“That all said,” Jenny’s dad continued, “I made sure that you and your mom had everything I could get you. I made sure to be in the right place at the right time, and when I wasn’t I moved like hell to get there.”
“So everything was planned out for us?” Jenny asked, a little note of confrontation hiding behind her tone.
“Well… Truth be told, making a fortune isn’t all careful planning. When Korea started to reunify, I’d had a little bit set up to take advantage of that. But I was able to move big at just the right moment and was able to afford going almost anywhere after that.”
“And yet we were living with Nana.”
“Because there wasn’t a hell of a lot of ‘almost anywhere’ left by then,” he protested. “I did very well, but that only got you so far then, and when all the firewalls went up because people were scared, that made it tougher to do what I wanted.”
“But so many other people were able to afford a way out,” said Jenny. “All the people who bought out the West Side, all of them.”
“Really?
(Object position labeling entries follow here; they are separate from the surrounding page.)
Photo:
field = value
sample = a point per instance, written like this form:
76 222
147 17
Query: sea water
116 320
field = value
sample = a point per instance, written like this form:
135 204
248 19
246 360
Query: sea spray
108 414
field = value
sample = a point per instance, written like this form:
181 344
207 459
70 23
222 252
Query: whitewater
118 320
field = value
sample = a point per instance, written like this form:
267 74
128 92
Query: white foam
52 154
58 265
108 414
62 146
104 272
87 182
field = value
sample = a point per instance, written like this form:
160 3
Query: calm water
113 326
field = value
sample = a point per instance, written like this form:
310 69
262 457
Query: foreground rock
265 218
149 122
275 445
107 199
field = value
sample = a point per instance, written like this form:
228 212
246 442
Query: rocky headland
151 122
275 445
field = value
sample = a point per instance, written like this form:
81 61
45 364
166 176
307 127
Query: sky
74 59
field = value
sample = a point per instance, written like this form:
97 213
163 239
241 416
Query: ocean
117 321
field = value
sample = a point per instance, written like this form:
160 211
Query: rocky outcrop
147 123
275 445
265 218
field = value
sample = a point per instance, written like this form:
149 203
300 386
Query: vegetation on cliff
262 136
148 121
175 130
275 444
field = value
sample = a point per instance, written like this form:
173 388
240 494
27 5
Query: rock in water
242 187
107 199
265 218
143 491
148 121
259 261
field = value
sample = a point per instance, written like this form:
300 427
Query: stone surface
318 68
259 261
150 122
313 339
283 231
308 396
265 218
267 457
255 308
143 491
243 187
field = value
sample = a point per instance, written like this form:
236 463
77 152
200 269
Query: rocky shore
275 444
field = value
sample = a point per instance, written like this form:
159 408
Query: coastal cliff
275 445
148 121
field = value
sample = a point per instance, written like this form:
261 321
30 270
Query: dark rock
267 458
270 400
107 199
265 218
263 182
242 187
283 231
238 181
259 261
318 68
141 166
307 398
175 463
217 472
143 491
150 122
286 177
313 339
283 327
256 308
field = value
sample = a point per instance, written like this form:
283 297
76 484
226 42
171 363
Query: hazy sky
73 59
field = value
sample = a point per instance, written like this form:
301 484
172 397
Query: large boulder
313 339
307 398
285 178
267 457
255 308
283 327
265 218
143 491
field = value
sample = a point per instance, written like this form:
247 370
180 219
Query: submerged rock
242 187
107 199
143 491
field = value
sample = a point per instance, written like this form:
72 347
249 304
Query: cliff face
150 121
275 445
You should have seen them before their money took all those hits. Most of them used to hold pricey condos in Manhattan, houses on the shore, personal incorporations in Delaware; by the time they came to town, they lost way more in terms of personal fortune than the value of whole companies I traded in before everything went to hell. These were much bigger fishes than we were, and if there was one constant that stayed true when nothing else did, it was that the big money could always take enough hits to come out all right.”
“So the rich that bought out the West Side and ruined my town, they were technically poor?”
“For them, buying up Buffalo was a step down,” he replied. “They were there because it was cheap, and it didn’t hurt that they still had water and livable days. By the time things looked desperate, they’d all gotten there and taken it for themselves.”
“Are you saying you didn’t make us West Siders because you didn’t get there in time?”
“I never wanted to go that route, because being a rich American meant very little compared to being rich in a country that still worked. I came here to give you and your mother everything they couldn’t get any more back there.”
“But you never brought us up here!” Jenny replied, on the verge of shouting. “You never-”
“Your mother refused to come!” he replied, shouting back.
There was an uneasy silence in the room as both of them settled back into their chairs defensively.
He replied first, slowly and steadily, “She didn’t want to come. She didn’t want to bring you north. I had it all here, I laid out everything to bring you here, and she, she wouldn’t… couldn’t… the moment was coming, and I started to lay out how she could do it. I even offered to send a crew to pick her up, armed guards, your own boat, everything I could think of to get you both here.”